Soziale Ungleichbehandlung zwischen Angestellten und Selbständigerwerbenden
Angestellte kann bei einer Entlassung nichts passieren. Ihnen hilft die Arbeitslosenkasse. Anders die Situation für Selbständigerwerbende. Sie sind sozusagen sozialrechtliches Freiwild.
Was meint das KIGA?
Die Mythen-Post hat mit Hubert Helbling, Chef KIGA Schwyz, über das Thema gesprochen und die Frage gestellt, was beim „Grounding“ eines Schuhmacher-, Nähmaschinen-, Foto-, Orgel- oder sonst einem kleinen Geschäft passiere. Nichts. Während der Staat der SWISSair mit Milliarden unter die Arme griff/greift, sind die Kleingewerbler völlig auf sich selbst gestellt. Der freie Markt bestimme; der Staat unternehme hier keine unterstützende Funktion wahr, so das KIGA.
Selbständigerwerbende können sich nicht gegen das Risiko Arbeitslosigkeit versichern
Es hätten in den Siebzigerjahren einmal Pläne bestanden, dass auch Selbständigerwerbende in die ALV aufgenommen würden; diese seien damals jedoch fallengelassen worden.
Ein Trick für Kleinbetriebe, an Arbeitslosengeld zu kommen, gibt es dennoch: Er heisst GmbH. Auf diese Weise können sich Selbständigerwerbende als „Angestellte“ deklarieren.
Wieviel wird bezahlt?
Bei der ALV bekommt der Arbeitslose 80% vom Lohn, wobei es einen Höchstbetrag von Fr. 8’900.– gibt. Das heisst: Ein ehemaliger SWISSAIR-Pilot, der Fr. 250’000.– verdient hat, bekommt nicht Fr. 200’000.–, sondern höchstens 12 x Fr. 8’900.–. Einen dreizehnten Monatslohn gibt es bei der ALV nicht. Die Arbeitslosenkasse zahlt maximal zwei Jahre. Wer während dieser Zeit keine Arbeit gefunden hat, wird (im Falle der Mitellosigkeit) nach zwei Jahren zum Fürsorgefall.
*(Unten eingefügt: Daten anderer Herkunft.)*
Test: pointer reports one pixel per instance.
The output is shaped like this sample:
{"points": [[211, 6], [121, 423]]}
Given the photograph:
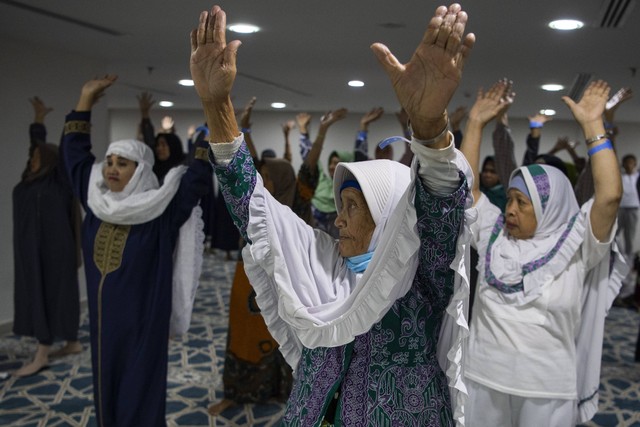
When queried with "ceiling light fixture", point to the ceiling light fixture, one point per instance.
{"points": [[243, 28], [552, 87], [566, 24]]}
Weitere Ungleichbehandlungen
Bei einem Angestellten zahlt bei Arbeitslosigkeit die ALV auch im Falle einer Umschulung. Arbeitslose Selbständigerwerbende erhalten während einer Umschulung keine Unterstützung.
Bei schlechtem Geschäftsgang können Firmen mit Personal Kurzarbeit beantragen (vgl. Möbelfabrik Zehnder, Einsiedeln. Merke: Den Grossen wird geholfen, den Kleinen nicht). Selbständigerwerbende (Einmannbetriebe) müssen für ihre Mindereinnahmen oder Ertragsausfälle (Krankheit, Ferien) hingegen selber aufkommen.
Der Staat greift bekanntermassen fast überall ein, aber hier nicht
Das KIGA könne keine Strukturerhaltung von kleinen Geschäften betreiben, betont Helbling gegenüber der Mythen-Post. Jeder Unternehmer müsse die Chancen und Risiken selber abschätzen. Der Markt entscheide, ob ein Geschäft rentiere oder nicht.
Der Kanton könne und wolle hier nicht eingreifen. Ausserdem funktioniere das weltweit so.
Für eine Arbeitslosenversicherung für Selbständigerwerbende wäre ein entsprechender politischer Vorstoss nötig. Dieser sei jedoch vom Gewerbe selbst – so habe er die Erfahrung gemacht – gar nicht erwünscht. Dort wolle man möglichst wenig Staat.